The point I wanted to make is that there are different varieties of screams. Some are involuntary - an immediate response to a frightening surprise. ("I thought I was safe and alone": SCREAM). Some are affectations, requiring some thought. (Gee, they're looking at me naked. How embarrassing.": SQUEEL). The way your story line evolved, I would have expected a scream of the first variety, but you seemed to be trying to describe one of the second variety - an embarrassed scream, not a frightened scream. I was curious as to what your intention really was.

-A.

Edit. My remark, "It's like sleepily" was meant to evoke the adv. or adj. discussion of an earlier thread (sleepily I walked or sleepy, I walked). I wanted to point out that the same useage could follow, as well as precede the action. (She screamed embarrassedly or She screamed, embarrassed.)
AvangiSome are involuntary - an immediate response to a frightening surprise. ("I thought I was safe and alone": SCREAM). Some are affectations, requiring some thought. (Gee, they're looking at me naked. How embarrassing.": SQUEEL).

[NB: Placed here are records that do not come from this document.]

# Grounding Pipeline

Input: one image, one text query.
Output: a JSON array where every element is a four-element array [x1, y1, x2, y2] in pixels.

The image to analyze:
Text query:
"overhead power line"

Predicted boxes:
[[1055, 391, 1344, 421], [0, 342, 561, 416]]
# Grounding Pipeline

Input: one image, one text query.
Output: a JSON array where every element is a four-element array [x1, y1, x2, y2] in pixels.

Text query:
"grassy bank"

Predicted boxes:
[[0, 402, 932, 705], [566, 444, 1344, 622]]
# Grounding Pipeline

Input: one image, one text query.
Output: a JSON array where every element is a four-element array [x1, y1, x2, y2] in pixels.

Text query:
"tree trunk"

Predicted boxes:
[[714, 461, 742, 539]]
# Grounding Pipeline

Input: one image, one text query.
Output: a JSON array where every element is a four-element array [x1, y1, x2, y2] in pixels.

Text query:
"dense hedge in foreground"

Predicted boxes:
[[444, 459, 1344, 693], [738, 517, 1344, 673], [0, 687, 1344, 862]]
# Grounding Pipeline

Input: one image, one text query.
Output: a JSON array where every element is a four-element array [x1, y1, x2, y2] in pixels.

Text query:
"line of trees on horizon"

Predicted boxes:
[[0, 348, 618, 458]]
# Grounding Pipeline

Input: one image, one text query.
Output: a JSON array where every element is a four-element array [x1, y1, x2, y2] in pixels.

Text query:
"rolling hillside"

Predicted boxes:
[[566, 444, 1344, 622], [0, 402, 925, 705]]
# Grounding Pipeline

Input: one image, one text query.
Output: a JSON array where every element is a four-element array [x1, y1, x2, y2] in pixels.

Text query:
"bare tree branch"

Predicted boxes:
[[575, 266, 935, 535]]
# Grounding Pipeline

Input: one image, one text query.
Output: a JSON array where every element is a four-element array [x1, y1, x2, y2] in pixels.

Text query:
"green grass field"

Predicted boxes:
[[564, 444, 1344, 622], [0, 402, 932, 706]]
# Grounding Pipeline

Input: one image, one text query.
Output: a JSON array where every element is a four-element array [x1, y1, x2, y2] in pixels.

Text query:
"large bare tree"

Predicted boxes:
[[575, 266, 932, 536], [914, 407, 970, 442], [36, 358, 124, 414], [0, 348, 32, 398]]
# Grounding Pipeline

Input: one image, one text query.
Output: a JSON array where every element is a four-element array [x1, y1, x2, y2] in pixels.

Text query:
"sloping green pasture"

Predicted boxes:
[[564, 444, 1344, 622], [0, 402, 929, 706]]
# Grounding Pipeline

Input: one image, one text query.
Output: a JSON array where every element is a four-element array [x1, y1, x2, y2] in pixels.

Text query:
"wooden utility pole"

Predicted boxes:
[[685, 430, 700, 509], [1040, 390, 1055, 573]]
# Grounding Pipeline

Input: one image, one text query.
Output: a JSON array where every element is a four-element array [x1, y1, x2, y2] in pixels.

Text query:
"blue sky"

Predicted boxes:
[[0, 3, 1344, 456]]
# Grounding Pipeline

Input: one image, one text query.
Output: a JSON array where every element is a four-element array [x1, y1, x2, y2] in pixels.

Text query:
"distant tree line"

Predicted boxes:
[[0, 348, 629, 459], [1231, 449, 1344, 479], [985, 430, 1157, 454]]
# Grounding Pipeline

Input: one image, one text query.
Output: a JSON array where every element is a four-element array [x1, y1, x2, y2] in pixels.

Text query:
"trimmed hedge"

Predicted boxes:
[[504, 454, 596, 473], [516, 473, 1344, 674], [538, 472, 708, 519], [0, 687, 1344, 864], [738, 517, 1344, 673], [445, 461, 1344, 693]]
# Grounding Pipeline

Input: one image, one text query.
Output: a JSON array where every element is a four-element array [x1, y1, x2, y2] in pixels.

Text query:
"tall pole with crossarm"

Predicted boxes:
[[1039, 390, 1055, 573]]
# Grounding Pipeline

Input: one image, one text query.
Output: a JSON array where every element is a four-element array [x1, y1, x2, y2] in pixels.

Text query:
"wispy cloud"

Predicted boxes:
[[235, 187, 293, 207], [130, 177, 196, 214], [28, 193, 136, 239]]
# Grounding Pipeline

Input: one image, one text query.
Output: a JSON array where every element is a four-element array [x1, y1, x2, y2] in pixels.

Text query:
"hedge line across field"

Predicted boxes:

I see why you recommended squeel.
Avangi I would have expected a scream of the first variety, but you seemed to be trying to describe one of the second variety - an embarrassed scream,
Are you saying an embarrassed scream is voluntarily? I guess it makes sense. I never analyzed them before. I wanted to say she was frightened (because she was naked in front of others) and therefore, screamed briefly (a tenth of a second maybe, not a kid long scream).